Strained price negotiations between China's steel mills and iron ore producers are continuing, a Chinese official has said, despite Rio Tinto's lead negotiator being arrested on spy charges.
The China Iron and Steel Association, which represents Chinese mills in the talks, said the negotiations had not been suspended after Rio Tinto executive Stern Hu, who represented producers, was arrested last week.
"It's still underway," a steel association official told AFP on condition of anonymity due to the sensitivity of the issue.
China's foreign ministry last week said it had proof Hu, an Australian national, and three Chinese Rio Tinto colleagues stole state secrets, endangered national security and caused China to suffer huge economic losses.

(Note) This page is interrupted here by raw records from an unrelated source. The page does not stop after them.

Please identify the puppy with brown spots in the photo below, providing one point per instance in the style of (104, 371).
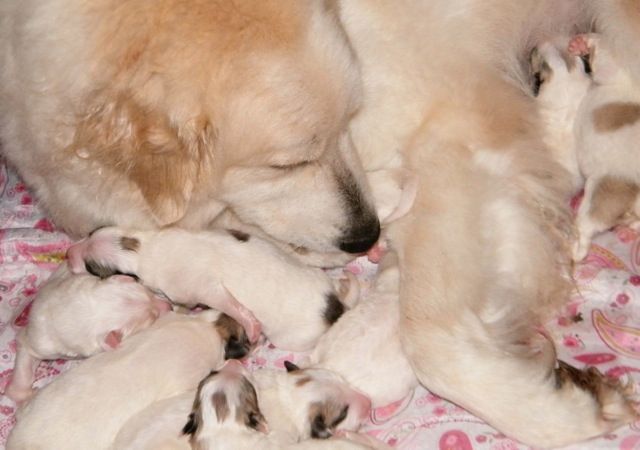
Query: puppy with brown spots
(364, 346)
(85, 407)
(607, 137)
(76, 316)
(243, 276)
(297, 405)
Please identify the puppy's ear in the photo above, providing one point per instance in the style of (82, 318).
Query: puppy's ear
(191, 426)
(291, 367)
(139, 143)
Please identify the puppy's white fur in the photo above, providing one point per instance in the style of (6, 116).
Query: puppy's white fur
(86, 406)
(294, 304)
(76, 316)
(364, 346)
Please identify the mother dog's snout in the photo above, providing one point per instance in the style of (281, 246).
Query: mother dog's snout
(361, 237)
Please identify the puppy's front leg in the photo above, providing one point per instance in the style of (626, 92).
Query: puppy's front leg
(20, 387)
(221, 299)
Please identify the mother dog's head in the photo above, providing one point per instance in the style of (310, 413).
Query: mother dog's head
(244, 105)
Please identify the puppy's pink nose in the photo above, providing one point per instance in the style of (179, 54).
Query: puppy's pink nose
(161, 306)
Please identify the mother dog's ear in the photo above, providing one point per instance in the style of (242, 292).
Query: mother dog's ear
(164, 160)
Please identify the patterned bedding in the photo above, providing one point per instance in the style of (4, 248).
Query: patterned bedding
(600, 326)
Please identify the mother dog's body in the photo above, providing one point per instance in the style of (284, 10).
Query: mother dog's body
(484, 251)
(115, 111)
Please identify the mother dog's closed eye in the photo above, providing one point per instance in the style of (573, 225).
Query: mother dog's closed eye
(163, 112)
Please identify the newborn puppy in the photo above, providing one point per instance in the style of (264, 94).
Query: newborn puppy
(226, 415)
(247, 278)
(299, 404)
(76, 316)
(364, 347)
(85, 407)
(607, 136)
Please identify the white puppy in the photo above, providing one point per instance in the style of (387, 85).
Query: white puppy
(607, 136)
(76, 316)
(86, 406)
(241, 275)
(297, 405)
(364, 346)
(591, 110)
(227, 415)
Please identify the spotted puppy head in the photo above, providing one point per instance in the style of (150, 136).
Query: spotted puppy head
(324, 402)
(557, 75)
(105, 252)
(236, 341)
(225, 399)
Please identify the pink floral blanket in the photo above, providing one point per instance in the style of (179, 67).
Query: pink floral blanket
(600, 326)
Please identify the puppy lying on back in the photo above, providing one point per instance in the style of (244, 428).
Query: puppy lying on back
(85, 407)
(245, 277)
(591, 109)
(76, 316)
(364, 346)
(297, 405)
(226, 415)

Security officials, in a statement published by China's state-run media, accused Hu and the others of plying Chinese steel executives with bribes in exchange for industry information.
Australian Foreign Minister Stephen Smith said the Chinese government had confirmed Hu's detention on July 5 was linked to the iron ore talks.

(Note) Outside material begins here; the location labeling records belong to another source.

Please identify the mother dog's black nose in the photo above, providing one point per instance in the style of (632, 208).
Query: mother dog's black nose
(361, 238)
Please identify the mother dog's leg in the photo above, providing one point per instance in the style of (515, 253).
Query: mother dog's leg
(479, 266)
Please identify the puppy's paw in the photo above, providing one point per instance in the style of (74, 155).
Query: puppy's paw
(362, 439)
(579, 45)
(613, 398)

When asked who would represent Rio Tinto at the talks in Hu's absence, another steel association official declined to comment, saying any discussion of the talks required high-level approval.
Rio Tinto spokesman Gervase Green said it was company policy to not discuss the talks.
The talks between Chinese mills and Rio, the world's third-largest miner, to set iron ore prices for the coming year, missed a key deadline on June 30.
|A Rio Tinto iron ore mine in the Australian outback.|
Last week, China Business News, a Shanghai-government linked financial newspaper, reported after the detention of the Rio employees the association had accepted the same 33 percent price cut Rio had set for other Asian mills.
China entered the negotiations, demanding at least a 45 percent price cut, although both iron ore and steel markets recovered this year partially on hopes for improved demand from China.
However, state-run economic magazine Caijing reported in the days leading up to Hu's arrest that the steel association had had no substantive discussions with the three global miners -- Rio Tinto and BHP Billiton of Australia and Brazil's Vale -- since mid-June.
Rio has said it was not aware of any evidence against its four employees whose arrests have cast a shadow over one of Australia's most important trade and diplomatic relationships.